PWAs may be found financially responsible for exposing their partners if they do not reveal their HIV status prior to sex and if their partners become infected by the exposure. Applying New Jersey state law, Federal District Court Judge H. Lee Sarokin ruled in J.B. v. Bohonovsky, a case brought in federal court because the parties are from different states, that there is a right to sue for intentional exposure to HIV infection. The Court found that to prove liability, the plaintiff -- the person suing -- must show 1. that the defendant "knowingly and recklessly" exposed the plaintiff to HIV and 2. that the plaintiff became infected by that exposure.

When applying this test, the Court found against J.B. (whom we shall refer to as Michael). Michael sued the estate of his deceased lover, J.K. (whom we shall refer to as Peter), on this theory because early in their four-year relationship Peter became HIV positive and developed AIDS, all the while hiding it from Michael. Michael learned of Peter's health status only six weeks before Peter died, two months after the last time they had sex. The Court found that Peter, therefore, "knowingly and recklessly" exposed Michael to HIV, satisfying the first part of its test of liability.

However the Court has denied Michael any money from Peter's estate because Michael failed the second part of the Court's test -- more than three years later, Michael is still HIV negative. And in the Court's opinion, Michael is not likely to become HIV positive from his sexual relationship with Peter. Thus the Court found that Michael sustained no injury for which he could be compensated.

Michael has filed an appeal. According to his attorney, Steven Polansky, Michael "should be entitled to some damages regardless of noninfection because the wrongful action is one of affirmative wrongdoing.
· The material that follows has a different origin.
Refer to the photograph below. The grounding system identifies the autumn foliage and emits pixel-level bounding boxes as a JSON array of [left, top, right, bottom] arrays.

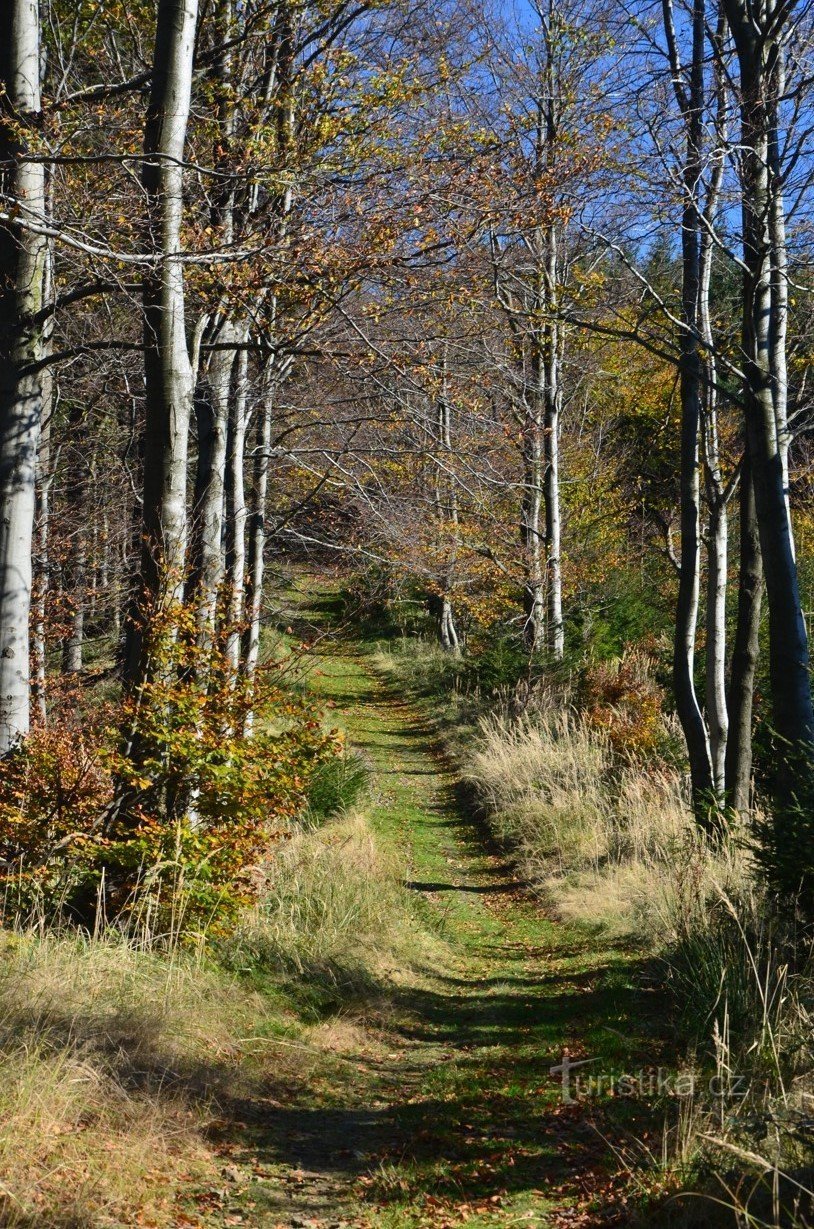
[[0, 611, 341, 935]]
Exposing someone to AIDS without infecting him is no different than trying to run him down in a car without hitting him."

New York: As in the movie Philadelphia, the estate of Geoffrey Bowers, the attorney upon which Tom Hanks' character is loosely based, recently was awarded $500,000 in damages from his previous employer.

Maryland: State officials may have jumped the gun when they pulled over, arrested and imposed an AIDS test on a man suspected of being HIV positive in August 1992. The man filed suit against five officials who had a hand in forcefully subjecting him to a HIV test. According to the man, he was contacted by a Maryland AIDS agency several times over the course of a few months because the agency discovered that one of his former sex partners had tested positive for HIV. When he failed to respond, the man alleges, an arrest warrant was sought. Incidentally the man discovered he was HIV positive as a result of this forced test. He is suing the five Maryland officials for $1.5 million.

Oregon: On the criminal front, Oregon has used its general criminal statues to prosecute people who have sex with the intent of transmitting HIV. Timothy Hinkhouse, 23, recently was convicted of more than 30 counts of attempted murder, reckless endangerment and attempted assault for refusing to use a condom during sex with three women partners after he knew that he was HIV positive.